Not all learning activities constitute acceptable professional development, however. Activities that are disallowed include curling up on the couch at home to read a book on learning disabilities, and decorating a Halloween-themed bulletin board in the school hallway.
Some question whether a single shot of intensive Pro-D is the best way for teachers to self-improve.
At one Pro-D session, a colleague of mine found this scrawled on a desk: “Pro-D is like artificial insemination: they give you the injection and you go away hoping for the best in 9 months.”
Notoriously, sessions feel useful and inspiring until the following Monday when the teacher returns to the classroom and confronts the trivialities of the normal routine.

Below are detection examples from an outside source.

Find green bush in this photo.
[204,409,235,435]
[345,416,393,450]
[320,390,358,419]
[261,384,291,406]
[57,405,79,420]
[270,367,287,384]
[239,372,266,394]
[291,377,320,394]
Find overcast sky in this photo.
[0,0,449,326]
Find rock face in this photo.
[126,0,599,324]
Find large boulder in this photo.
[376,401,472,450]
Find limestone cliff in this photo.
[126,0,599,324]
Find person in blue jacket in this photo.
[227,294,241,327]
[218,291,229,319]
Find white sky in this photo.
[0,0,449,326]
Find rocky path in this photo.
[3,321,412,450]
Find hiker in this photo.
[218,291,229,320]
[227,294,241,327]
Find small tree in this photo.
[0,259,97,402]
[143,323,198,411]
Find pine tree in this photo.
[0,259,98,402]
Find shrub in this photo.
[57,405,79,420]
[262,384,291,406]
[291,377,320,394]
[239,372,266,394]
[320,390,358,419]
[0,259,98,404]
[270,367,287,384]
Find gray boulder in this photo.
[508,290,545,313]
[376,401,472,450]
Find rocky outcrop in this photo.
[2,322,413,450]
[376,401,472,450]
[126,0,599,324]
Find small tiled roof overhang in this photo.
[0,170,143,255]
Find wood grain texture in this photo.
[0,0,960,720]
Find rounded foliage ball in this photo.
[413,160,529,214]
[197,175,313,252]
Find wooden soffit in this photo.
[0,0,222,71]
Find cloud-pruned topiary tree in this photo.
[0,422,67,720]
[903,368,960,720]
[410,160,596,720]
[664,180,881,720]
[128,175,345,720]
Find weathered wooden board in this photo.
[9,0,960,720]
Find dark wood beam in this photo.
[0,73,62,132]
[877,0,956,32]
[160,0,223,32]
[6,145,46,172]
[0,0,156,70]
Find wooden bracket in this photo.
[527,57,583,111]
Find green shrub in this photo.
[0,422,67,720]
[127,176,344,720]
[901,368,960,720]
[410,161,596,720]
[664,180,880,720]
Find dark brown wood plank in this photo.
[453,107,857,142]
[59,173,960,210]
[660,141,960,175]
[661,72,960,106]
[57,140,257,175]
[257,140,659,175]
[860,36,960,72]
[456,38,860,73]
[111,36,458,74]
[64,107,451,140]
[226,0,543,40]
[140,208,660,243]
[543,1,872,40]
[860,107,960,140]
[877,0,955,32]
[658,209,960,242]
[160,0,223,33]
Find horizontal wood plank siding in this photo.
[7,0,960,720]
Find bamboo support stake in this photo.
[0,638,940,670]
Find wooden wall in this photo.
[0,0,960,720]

A US-based non-profit called National Staff Development Council maintains that, ideally, “every educator engages in effective professional learning every day so every student achieves.” In most schools, Pro-D does happen regularly outside of the non-instructional school days, on a weekly or monthly basis. Voluntary study groups and gatherings are scheduled throughout the year, enabling teachers to try things out in the classroom and chat about it with colleagues over a 3pm cup of coffee.
Likely a combination of intensive and ongoing Pro-D is the best way to foster the skills of teachers and other staff members.
On a non-instructional Pro-D day like yesterday (Friday), not having to deal with a classroom full of clamouring, rain-soaked kids after recess is a bonus.